Nelson, collaborateur du journal anarchiste El Libertario me raconte que les distributeurs du journal sont régulièrement pris à parti par des chavistes qui les accusent publiquement d'être des agents de la CIA. Prendre des anarchistes pour des agents de la CIA, cela ne relève plus de la paranoïa, mais de la bêtise!

Récemment, de forts mouvements étudiants se sont constitués pour protester contre l'intention du gouvernement de mettre un terme à l'autonomie des universités. S'ils critiquent durement Chávez, les étudiants ne s'identifient pas pour autant avec l'opposition classique, ce qui semble être par ailleurs le cas de toute une frange de la classe moyenne. Malheureusement, cette troisième voix n'a pratiquement aucune visibilité médiatique au Venezuela, encore moins à l'extérieur.

 

 

 

 

La révolution est partout, impossible d'y échapper. Elle se décline dans la rue, sur les tee-shirt, les casquettes, les dessins au pochoir sur les murs, dans les slogans officiels: «Maintenant le Venezuela est à tous!», «En avant vers le socialisme du XXIe siècle!» ...

On ne manquera pas de noter à quel point la révolution honore Simón Bolívar, se rappropriant son image et sa pensée quitte à l'arranger un peu – mais après tout, ça n'est pas plus absurde que d'entendre la nouvelle droite française se réclamer de Jaurès. L'adjectif «bolivarien» est employé à tour de bras, comme un doux substitutif de «révolutionnaire»: on trouve des écoles bolivariennes, des centres bolivariens, des cercles bolivariens… Jusqu'au nom du pays qui est devenu officiellement la «République bolivarienne du Venezuela».
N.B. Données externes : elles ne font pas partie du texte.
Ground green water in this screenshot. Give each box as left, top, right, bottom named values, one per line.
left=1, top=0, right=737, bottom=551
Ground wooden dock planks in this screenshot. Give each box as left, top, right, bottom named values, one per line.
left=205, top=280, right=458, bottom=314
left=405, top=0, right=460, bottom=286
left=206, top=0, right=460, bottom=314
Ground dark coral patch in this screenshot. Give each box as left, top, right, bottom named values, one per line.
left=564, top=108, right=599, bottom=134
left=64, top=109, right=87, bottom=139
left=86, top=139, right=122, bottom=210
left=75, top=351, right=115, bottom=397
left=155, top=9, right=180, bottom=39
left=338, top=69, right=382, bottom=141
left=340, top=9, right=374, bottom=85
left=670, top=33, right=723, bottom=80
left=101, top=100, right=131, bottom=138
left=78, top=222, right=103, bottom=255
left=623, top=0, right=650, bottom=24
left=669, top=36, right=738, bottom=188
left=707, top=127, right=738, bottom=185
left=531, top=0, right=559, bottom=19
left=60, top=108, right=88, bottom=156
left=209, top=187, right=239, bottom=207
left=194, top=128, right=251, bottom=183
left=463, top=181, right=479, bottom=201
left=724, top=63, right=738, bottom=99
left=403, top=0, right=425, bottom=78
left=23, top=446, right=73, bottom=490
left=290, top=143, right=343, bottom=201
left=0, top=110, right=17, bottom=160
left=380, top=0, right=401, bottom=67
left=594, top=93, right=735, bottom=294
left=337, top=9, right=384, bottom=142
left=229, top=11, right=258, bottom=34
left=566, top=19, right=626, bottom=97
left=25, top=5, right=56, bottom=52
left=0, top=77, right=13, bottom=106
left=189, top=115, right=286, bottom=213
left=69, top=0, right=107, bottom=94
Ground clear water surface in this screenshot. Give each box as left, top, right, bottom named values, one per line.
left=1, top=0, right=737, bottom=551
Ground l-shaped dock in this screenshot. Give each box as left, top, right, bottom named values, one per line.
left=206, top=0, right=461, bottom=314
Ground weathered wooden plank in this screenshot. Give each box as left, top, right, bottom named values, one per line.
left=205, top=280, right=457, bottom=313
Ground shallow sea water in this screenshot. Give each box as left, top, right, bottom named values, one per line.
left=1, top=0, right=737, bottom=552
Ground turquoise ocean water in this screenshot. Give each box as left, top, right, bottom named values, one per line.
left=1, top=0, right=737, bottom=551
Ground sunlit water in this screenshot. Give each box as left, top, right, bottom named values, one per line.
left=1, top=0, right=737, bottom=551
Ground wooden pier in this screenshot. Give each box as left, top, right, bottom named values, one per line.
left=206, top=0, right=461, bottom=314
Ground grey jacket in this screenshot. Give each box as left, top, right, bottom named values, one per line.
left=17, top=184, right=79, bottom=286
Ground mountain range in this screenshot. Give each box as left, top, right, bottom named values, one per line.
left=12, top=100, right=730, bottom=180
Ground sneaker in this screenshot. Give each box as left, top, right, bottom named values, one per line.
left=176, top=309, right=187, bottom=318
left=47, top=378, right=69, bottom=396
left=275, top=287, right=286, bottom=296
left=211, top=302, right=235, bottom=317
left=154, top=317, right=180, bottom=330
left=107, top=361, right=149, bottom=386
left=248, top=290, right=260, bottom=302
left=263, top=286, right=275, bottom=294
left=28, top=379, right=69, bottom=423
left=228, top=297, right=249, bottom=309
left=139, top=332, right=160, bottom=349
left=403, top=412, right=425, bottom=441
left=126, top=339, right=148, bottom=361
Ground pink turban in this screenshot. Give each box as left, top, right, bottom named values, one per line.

Rappelons que le héros national est l'un des principaux artisans de l'indépendance sud-américaine et théoricien précoce de l'unité latino-américaine dont Chávez se fait un des grands promoteurs. À ce titre, il est vrai que Chávez joue un rôle moteur dans le processus d'intégration régionale. Le Venezeuela vient de rejoindre le Mercosur après avoir lancé la chaîne Telesur censée émettre dans tout le continent, et propose aujourd'hui la création de Bancosur (une sorte de banque centrale sud-américaine qui permettrait de s'affranchir de la dépendance au dollar), en plus des projets de politique énergétique commune, de réseaux de transport, etc… des initiatives qui constituent des pas certains vers l'émancipation politique et économique des pays sud-américains. Le problème majeur semble surtout résider dans l'ego de Chávez qui a tendance à irriter ses partenaires, à commencer par Lula et Kirschner.

 

 

La Révolution dans la pratique…

 

 

Au delà de ce qu'on peut lire ou entendre sur le Venezuela depuis l'étranger, au delà de l'attention portée au trop charismatique Chávez, il m'importait de voir et sentir comment la révolution se traduit sur le terrain.

 

 

 

 

Pour les classes les plus défavorisées, le processus bolivarien a incontestablement amélioré le quotidien. Le programme «Barrio adentro» permet désormais l'accès aux soins basiques pour la majorité de la population, les diverses missions éducatives ont permis de réduire l'analphabétisme et la poursuite du cursus scolaire pour les adultes, enfin les Super Mercales (supermarchés subventionnés par l'état) vendent les produits alimentaires de base à faible coût. Même si le fonctionnement et la qualité des services sur le terrain sont sujets a beaucoup de critiques, l'amélioration semble patente.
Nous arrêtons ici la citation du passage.